Die dritte große Laufwelle rollt – und diesmal ist sie jung, digital und vielfältig
Das Geräusch der Zeit? Fingertipps auf TikTok. Das Piepen an der Kasse, wenn stylishe Laufschuhe über den Scanner gezogen werden. Und das gleichmäßige Trommeln von Dämpfungssohlen auf dem Asphalt. Doch vor allem: das kollektive Staunen der Sportwelt, die gerade Zeugin eines Trends wird, den kaum jemand erwartet hat. Die Rede ist von der dritten großen Laufbewegung – angetrieben von einer Generation, die zwischen Reels, Nachhaltigkeit und Community-Erlebnissen aufgewachsen ist: Gen Z.
“Wenn man auf die erste Boom-Phase in den 70er- und 80er-Jahren zurückblickt, war Laufen fast ausschließlich weißen, drahtigen Männern in engen Shorts vorbehalten,” sagt Hugh Brasher, Renndirektor des London Marathon. Der zweite Boom kam nach Paula Radcliffes Weltrekord 2003 und dem Aufstieg von parkrun. Heute hingegen sieht man beim Laufen alle Ethnien, Körpertypen und Altersgruppen.
Von Instagram in die Laufszene – Mode, Mental Health und Mitgefühl
Die Zahlen sprechen für sich: Für den London Marathon 2026 meldeten sich über 1,1 Millionen Menschen – ein weltweiter Rekord. Die Hälfte der Bewerber:innen sind Frauen, ein Drittel ist zwischen 18 und 29 Jahre alt. Der neue Boom ist also nicht nur größer, sondern auch jünger und weiblicher.
Laufen war schon immer günstig und zugänglich – jetzt ist es auch angesagt. Vor allem Marken wie Lululemon und Hoka haben verstanden, dass Frauen nicht nur funktionale, sondern auch stylishe Laufmode wollen. “Hoka hatte intern das Motto ‘win with women’”, sagt Markenstrategin Lee Glandorf. “Sie haben gezielt in Influencerinnen investiert und das Laufen als vielfältiges Erlebnis kommuniziert – nicht nur als Leistungssport.”

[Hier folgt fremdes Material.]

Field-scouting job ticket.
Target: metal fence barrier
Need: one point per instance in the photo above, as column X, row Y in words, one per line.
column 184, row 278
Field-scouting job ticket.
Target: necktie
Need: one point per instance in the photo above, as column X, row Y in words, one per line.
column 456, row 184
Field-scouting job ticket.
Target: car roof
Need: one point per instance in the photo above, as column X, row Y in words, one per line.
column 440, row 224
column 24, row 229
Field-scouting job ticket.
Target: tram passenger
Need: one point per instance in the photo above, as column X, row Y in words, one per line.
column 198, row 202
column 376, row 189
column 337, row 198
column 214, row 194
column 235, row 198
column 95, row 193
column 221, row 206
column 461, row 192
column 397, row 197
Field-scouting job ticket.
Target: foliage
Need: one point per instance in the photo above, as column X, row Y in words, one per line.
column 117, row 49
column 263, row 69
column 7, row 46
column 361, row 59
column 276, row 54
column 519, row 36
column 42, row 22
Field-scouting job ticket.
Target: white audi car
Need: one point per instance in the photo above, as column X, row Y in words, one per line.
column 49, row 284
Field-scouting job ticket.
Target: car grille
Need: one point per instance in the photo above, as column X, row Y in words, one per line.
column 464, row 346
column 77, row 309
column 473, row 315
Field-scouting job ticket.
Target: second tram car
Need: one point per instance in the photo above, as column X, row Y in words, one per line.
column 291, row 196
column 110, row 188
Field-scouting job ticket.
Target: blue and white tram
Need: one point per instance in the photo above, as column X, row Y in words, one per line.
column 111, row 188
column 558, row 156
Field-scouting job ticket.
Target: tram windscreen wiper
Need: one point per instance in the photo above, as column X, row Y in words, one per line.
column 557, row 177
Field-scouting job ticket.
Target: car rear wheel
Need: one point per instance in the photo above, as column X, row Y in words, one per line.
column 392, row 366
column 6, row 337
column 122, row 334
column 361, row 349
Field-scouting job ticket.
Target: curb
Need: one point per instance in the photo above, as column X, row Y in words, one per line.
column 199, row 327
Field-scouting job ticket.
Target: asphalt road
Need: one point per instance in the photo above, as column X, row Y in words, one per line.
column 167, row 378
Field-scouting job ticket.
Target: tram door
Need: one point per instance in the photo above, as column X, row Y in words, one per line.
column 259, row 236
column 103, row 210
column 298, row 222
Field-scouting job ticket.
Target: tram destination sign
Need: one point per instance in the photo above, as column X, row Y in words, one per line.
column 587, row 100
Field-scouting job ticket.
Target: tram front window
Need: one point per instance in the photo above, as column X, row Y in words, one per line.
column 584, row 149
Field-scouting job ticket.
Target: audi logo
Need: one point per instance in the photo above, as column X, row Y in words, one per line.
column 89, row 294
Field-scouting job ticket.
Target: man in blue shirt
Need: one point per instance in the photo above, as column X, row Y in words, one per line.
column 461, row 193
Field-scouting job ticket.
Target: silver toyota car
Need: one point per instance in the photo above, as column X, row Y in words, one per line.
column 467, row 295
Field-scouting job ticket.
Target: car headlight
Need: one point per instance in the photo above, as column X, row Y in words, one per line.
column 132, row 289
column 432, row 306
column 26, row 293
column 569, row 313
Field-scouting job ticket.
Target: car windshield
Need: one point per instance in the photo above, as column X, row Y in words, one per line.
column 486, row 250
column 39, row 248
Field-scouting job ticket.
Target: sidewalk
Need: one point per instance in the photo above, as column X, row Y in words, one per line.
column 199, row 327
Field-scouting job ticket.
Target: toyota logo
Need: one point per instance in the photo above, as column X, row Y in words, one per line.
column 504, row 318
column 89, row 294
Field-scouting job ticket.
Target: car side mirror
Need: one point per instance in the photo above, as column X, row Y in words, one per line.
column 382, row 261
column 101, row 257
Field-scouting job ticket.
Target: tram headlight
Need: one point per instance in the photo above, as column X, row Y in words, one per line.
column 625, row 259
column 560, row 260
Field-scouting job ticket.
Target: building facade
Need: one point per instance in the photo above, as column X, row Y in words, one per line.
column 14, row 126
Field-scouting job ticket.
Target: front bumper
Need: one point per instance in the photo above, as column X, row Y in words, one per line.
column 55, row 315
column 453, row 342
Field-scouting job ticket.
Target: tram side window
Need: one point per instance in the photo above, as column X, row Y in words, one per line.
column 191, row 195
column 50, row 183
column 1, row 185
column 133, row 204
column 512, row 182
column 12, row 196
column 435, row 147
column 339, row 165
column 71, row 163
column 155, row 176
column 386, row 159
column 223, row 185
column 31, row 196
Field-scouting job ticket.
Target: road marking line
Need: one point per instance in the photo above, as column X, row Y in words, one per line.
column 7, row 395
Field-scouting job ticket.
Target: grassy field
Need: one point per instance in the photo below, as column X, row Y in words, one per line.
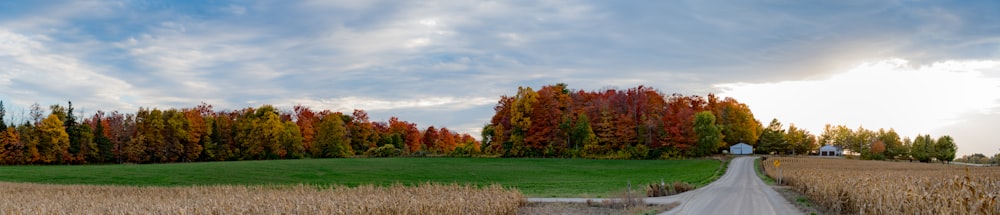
column 533, row 177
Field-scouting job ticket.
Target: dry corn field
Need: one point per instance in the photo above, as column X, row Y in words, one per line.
column 18, row 198
column 878, row 187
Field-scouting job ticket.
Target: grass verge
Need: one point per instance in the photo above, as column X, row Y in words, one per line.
column 533, row 177
column 760, row 172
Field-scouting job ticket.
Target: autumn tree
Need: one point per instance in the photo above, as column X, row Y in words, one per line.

Der Einfluss weiblicher Content Creators sei enorm, so Glandorf. “Sie sind keine Profis, sondern Frauen, mit denen sich junge Menschen identifizieren. Diese Nahbarkeit hat unglaublich viel bewegt.”
Laufgruppen statt After-Work-Drinks
Die Pandemie selbst war nicht der Auslöser – der wahre Wachstumsschub kam erst 2023. Doch der Wandel in der Arbeitswelt wirkt nach: weniger Büro, weniger soziale Bindung durch Arbeit, mehr Bedürfnis nach echter Gemeinschaft. Genau das bieten Laufclubs, die heute so bunt sind wie nie zuvor.
“Gen Z trinkt weniger und ist bewusster, wenn es um mentale Gesundheit geht”, erklärt Brasher. “Studien zeigen, dass Laufen besser gegen Depressionen hilft als Medikamente.” Neue Laufgruppen wie Black Trail Runners oder Asian Run Collectives sorgen dafür, dass sich niemand ausgeschlossen fühlt.
Amrit Ghatora von Tracksmith beschreibt das Wachstum als “verrückt”, sieht aber darin keinen Hype, sondern eine Bewegung. “Wer zum ersten Mal zu einem Run Club kommt, kann sich unsicher fühlen. Aber wir sorgen dafür, dass alle sich willkommen fühlen.”
Laufboom ohne Leistungsdruck – und genau deshalb so stark
Auch wenn dieser Boom bisher keinen sichtbaren Einfluss auf den Profisport hat, sieht Nick Pearson – Ex-parkrun-Chef und heutiger CEO einer Sportmanagementagentur – das gelassen. “Es gibt Stimmen, die meinen, das sei nicht nachhaltig. Aber warum sollte dieser Trend verschwinden? Es kostet nichts, jeder kann es tun, und es ist einfacher denn je einzusteigen.”
Gen Z, so Pearson, lebt anders, denkt anders – und hat das Laufen neu definiert. Kein Leistungssport, sondern ein Lebensgefühl. Die dritte Laufwelle ist da. Und sie läuft sich warm.